Pharmacopoeia and Medicine Chests

Devolpment of the Pharmecopias

 

The ongoing attempts at standardization of the medical field during the 19th century was through the use of pharmecopias, or a book with a compilation of the accepted practices in the medical and pharmaceutical professions and standard medicinal substances. It ensured that there was the purity of standardized substances and could control what items and recipes were used to regulate trade. 

While pharmacopeias had been published for centuries in London, Dublin and Edinburgh, in 1864, the first British Pharmacopeia was published to have standardization and reform across Britain. It could also be used in other places across the British Empire to ensure the colonies practiced a standardized form of medicine. 

This excerpt from a pharmacopeia from 1851 shows how it could be used as a reference and educational tool by showing the breakdown of different weight and liquid measurements which are then referenced throughout the book.  It also includes a section on "Materia Medica",  on how to store, use, and identify different vegetable, animal, and chemical substances used in curing diseases or medicines, as well as a part on "Preparation and Compounds" of things like pills, enemas, metals, powders, and syrups. 

Medicine Chests

In addition to the pharmacopeia came new ways to store, pack, and distribute medicine both domestically for personal and family use but also for the context of the British Empire in the use of medicine chests. Medicine now came in forms, as opposed to the style powders, with compressed tablets and branded products, that made it easier to include more items in a smaller space. It was also easier to market and sell in advertisements to new middle class families. 
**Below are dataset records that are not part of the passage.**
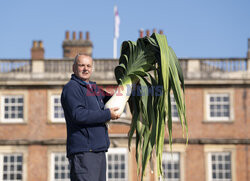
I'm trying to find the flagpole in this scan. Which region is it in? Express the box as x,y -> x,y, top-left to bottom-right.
113,5 -> 120,59
113,37 -> 117,59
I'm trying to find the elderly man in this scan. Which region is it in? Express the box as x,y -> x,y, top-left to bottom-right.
61,54 -> 120,181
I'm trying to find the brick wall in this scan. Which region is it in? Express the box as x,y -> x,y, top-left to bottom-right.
0,85 -> 249,181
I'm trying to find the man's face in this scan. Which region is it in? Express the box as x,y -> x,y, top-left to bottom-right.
73,55 -> 93,82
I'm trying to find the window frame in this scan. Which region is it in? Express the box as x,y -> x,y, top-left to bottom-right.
0,90 -> 28,124
47,90 -> 65,123
204,89 -> 234,122
204,145 -> 236,181
170,94 -> 180,122
207,152 -> 232,181
161,144 -> 186,181
48,146 -> 69,181
162,152 -> 181,181
50,152 -> 70,181
106,148 -> 128,181
50,95 -> 65,123
0,146 -> 28,181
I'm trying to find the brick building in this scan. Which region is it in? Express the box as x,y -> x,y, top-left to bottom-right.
0,30 -> 249,181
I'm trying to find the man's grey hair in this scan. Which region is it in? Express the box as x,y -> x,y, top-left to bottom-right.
73,53 -> 94,70
74,53 -> 91,65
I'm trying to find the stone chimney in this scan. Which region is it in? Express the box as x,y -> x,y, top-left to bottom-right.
139,29 -> 163,37
65,31 -> 70,40
86,31 -> 90,41
73,32 -> 76,40
62,31 -> 93,58
31,40 -> 45,73
31,40 -> 44,60
79,32 -> 83,40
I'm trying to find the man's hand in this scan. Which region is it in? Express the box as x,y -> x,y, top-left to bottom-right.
109,107 -> 121,120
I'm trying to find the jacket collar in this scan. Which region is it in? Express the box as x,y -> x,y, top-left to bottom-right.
71,74 -> 96,87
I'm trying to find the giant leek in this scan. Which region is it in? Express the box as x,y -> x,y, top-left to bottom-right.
105,33 -> 188,180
Take a look on how a these elements might interact: A medience chest would contain a variety of different medicines, often in pill or powder form, as well as different tools. The Rosewood Medicine Chest includes a bottle of Calomel. Which is a purgative, which would help release waste from a body. This bottle, is from somewhere else, but could have been used in a place like an apothecary or a medicine chest. The page from the pharmacopeia, would explain how a medical practitioner might be educated on the topic. It does not give a specific disease it could help cure but does explain how it could be given to treat the diseases of children. 

Sources Used: 

Anderson, Stuart. “Pharmacy and Empire: The ‘British Pharmacopoeia’ as an Instrument of Imperialism 1864 to 1932.” Pharmacy in History 52, no. 3/4 (2010): 112–21. 

Bhattacharya, Nandini “The Colonial Medicine Chest.” In Disparate Remedies: Making Medicines in Modern India, 7:21–46. (McGill-Queen’s University Press, 2023.)